Many instances of ASE were specific to a particular individual or tissue, an observation also supported by recent studies (e.g. [28, 32]). This suggests that there is substantial variation in ASE depending on genotype and developmental stage, consistent with the reasoning that cis-regulatory changes can have very specific effects, but expression noise is probably also a contributing factor. In our analyses, we took several steps to model and account for technical variation in order to reduce the incidence of false positives. However, it is difficult to completely rule out the possibility that some cases of subtle ASE may not represent biologically meaningful cis-regulatory variation. We also cannot fully rule out imprinting effects as potential causes of ASE, because generating reciprocal F1 hybrids was not possible due to seed abortion in our C. rubella x C. grandiflora crosses.
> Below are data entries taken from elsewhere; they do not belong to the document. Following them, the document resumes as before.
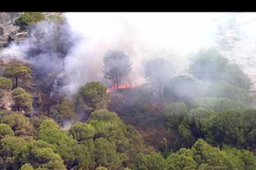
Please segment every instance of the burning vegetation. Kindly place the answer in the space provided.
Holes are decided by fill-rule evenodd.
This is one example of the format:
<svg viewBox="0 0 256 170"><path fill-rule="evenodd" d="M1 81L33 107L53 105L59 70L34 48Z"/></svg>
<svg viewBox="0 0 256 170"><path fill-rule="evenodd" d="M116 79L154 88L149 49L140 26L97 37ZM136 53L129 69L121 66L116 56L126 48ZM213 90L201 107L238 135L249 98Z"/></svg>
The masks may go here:
<svg viewBox="0 0 256 170"><path fill-rule="evenodd" d="M1 53L15 60L1 62L0 169L255 169L250 79L218 49L182 73L174 57L88 43L70 22L15 22L29 39Z"/></svg>

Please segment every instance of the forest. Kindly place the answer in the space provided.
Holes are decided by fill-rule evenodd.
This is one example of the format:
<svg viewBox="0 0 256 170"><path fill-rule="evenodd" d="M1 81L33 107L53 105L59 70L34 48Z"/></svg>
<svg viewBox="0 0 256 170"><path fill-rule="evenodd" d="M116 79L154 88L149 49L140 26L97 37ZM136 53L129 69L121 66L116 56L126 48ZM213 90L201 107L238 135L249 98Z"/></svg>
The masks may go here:
<svg viewBox="0 0 256 170"><path fill-rule="evenodd" d="M198 51L187 74L150 60L139 86L130 83L132 58L109 50L100 80L70 95L65 18L24 12L13 22L28 40L6 47L26 47L25 58L0 58L0 169L256 169L251 80L218 49Z"/></svg>

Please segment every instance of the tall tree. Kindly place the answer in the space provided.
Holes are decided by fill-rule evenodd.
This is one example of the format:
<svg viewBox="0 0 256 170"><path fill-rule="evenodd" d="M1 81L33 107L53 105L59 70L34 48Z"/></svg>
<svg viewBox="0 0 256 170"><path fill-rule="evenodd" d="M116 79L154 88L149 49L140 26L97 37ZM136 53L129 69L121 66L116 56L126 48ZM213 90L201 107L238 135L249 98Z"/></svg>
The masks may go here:
<svg viewBox="0 0 256 170"><path fill-rule="evenodd" d="M119 83L132 70L130 57L122 51L109 51L104 57L103 62L104 78L112 80L118 89Z"/></svg>
<svg viewBox="0 0 256 170"><path fill-rule="evenodd" d="M15 23L20 27L21 31L28 33L30 42L32 28L43 19L45 15L41 12L25 12L15 20Z"/></svg>
<svg viewBox="0 0 256 170"><path fill-rule="evenodd" d="M18 80L20 78L30 77L30 69L19 63L10 64L4 70L4 76L6 78L15 79L15 88L18 87Z"/></svg>

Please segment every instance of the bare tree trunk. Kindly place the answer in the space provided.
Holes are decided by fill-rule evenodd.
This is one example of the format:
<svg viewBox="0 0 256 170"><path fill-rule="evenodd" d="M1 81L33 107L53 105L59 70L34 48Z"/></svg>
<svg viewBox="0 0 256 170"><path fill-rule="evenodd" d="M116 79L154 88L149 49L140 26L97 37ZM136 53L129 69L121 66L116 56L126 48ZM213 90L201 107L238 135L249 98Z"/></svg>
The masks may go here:
<svg viewBox="0 0 256 170"><path fill-rule="evenodd" d="M116 89L118 90L118 79L117 79L117 75L116 74Z"/></svg>
<svg viewBox="0 0 256 170"><path fill-rule="evenodd" d="M162 102L162 83L160 82L160 86L159 86L159 99L160 102Z"/></svg>
<svg viewBox="0 0 256 170"><path fill-rule="evenodd" d="M15 88L16 89L17 87L18 86L18 77L15 78L16 80L15 80Z"/></svg>
<svg viewBox="0 0 256 170"><path fill-rule="evenodd" d="M63 58L62 58L62 70L64 70L64 67L65 67L65 59L64 59L64 58L63 57Z"/></svg>

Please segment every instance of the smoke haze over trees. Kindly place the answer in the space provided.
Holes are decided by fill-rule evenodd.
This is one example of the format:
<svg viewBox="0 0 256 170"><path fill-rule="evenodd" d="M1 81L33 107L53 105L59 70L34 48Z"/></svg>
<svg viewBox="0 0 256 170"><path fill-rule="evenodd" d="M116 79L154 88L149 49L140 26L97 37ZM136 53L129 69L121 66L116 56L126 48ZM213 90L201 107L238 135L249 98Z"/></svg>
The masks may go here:
<svg viewBox="0 0 256 170"><path fill-rule="evenodd" d="M255 18L25 12L0 52L0 169L254 169Z"/></svg>

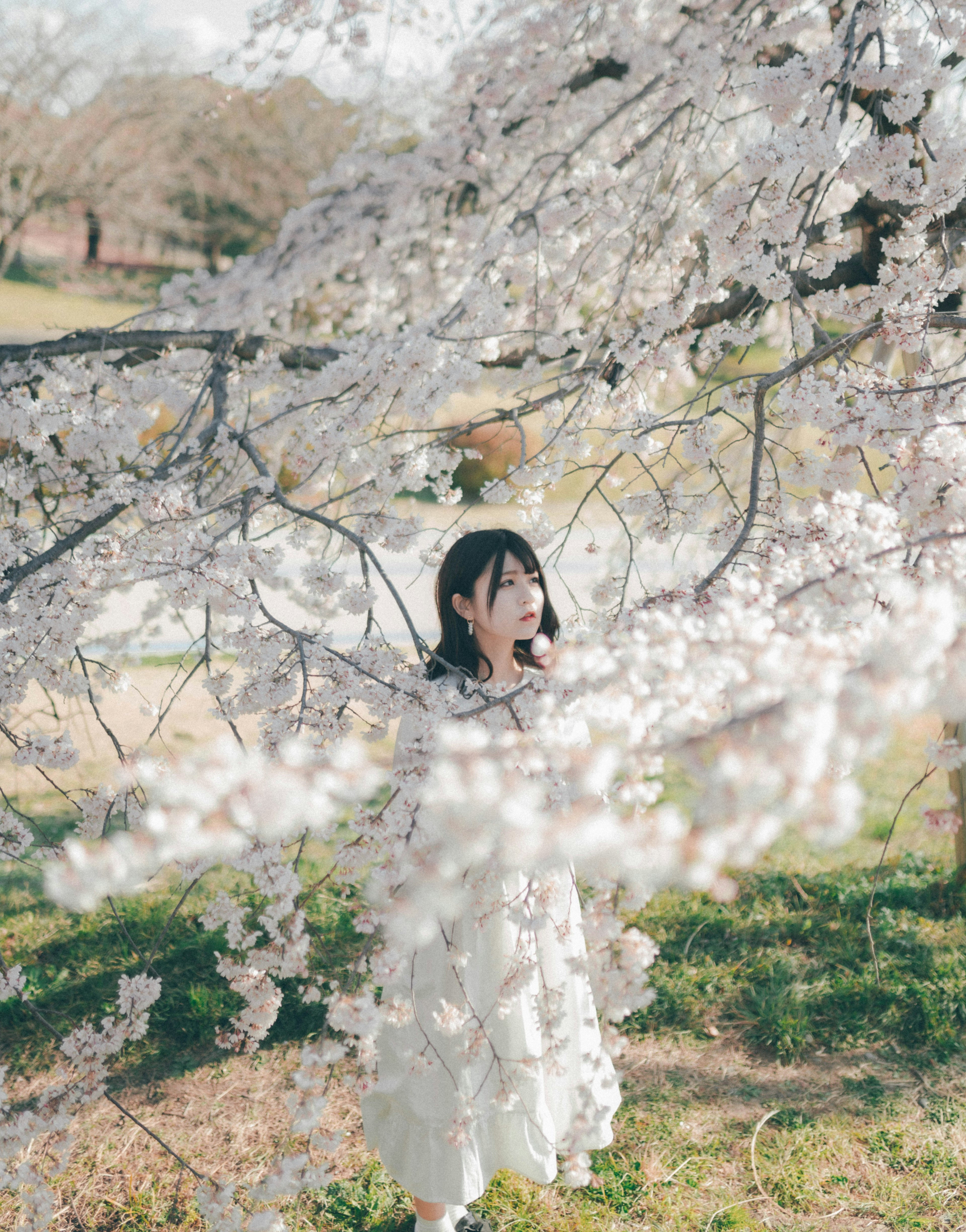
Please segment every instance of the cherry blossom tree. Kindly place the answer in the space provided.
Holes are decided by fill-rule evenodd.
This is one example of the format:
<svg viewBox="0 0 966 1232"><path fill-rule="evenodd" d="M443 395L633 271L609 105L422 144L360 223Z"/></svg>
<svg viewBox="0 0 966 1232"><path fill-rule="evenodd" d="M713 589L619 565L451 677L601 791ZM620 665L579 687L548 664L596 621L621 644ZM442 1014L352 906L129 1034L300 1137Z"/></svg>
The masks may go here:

However, we do not expect these effects to make a major contribution to the patterns we observed; in Arabidopsis, imprinting effects are only prevalent in endosperm tissue, and are rare in more advanced stage tissues such as those analyzed here [51, 54, 55], which suggests that imprinting is not likely to be responsible for the patterns we observe.

One somewhat unexpected finding was the subtle global shift in expression levels toward higher relative expression of the C. rubella allele in our F1 hybrids. While it is difficult to completely rule out systematic biases in ASE estimation as the cause for this shift, no marked bias was present for the same SNPs and genes in our genomic data, suggesting that if systematic bioinformatic biases are the cause, the effect is specific to transcriptomic reads. While this remains a possibility, it seems unlikely to completely explain the shift in expression that we observe, as we made considerable effort to avoid reference mapping bias, including high stringency mapping of transcriptomic reads to reconstructed parental haplotypes specific to each F1. Similar global shifts toward higher expression of the alleles from one parent have also been observed in F1s of maize and teosinte [28] and Drosophila [56]. An even stronger bias toward higher expression of the A. lyrata allele was recently observed in F1s of A. thaliana and A. lyrata [32], and was attributed to interspecific differences in gene silencing.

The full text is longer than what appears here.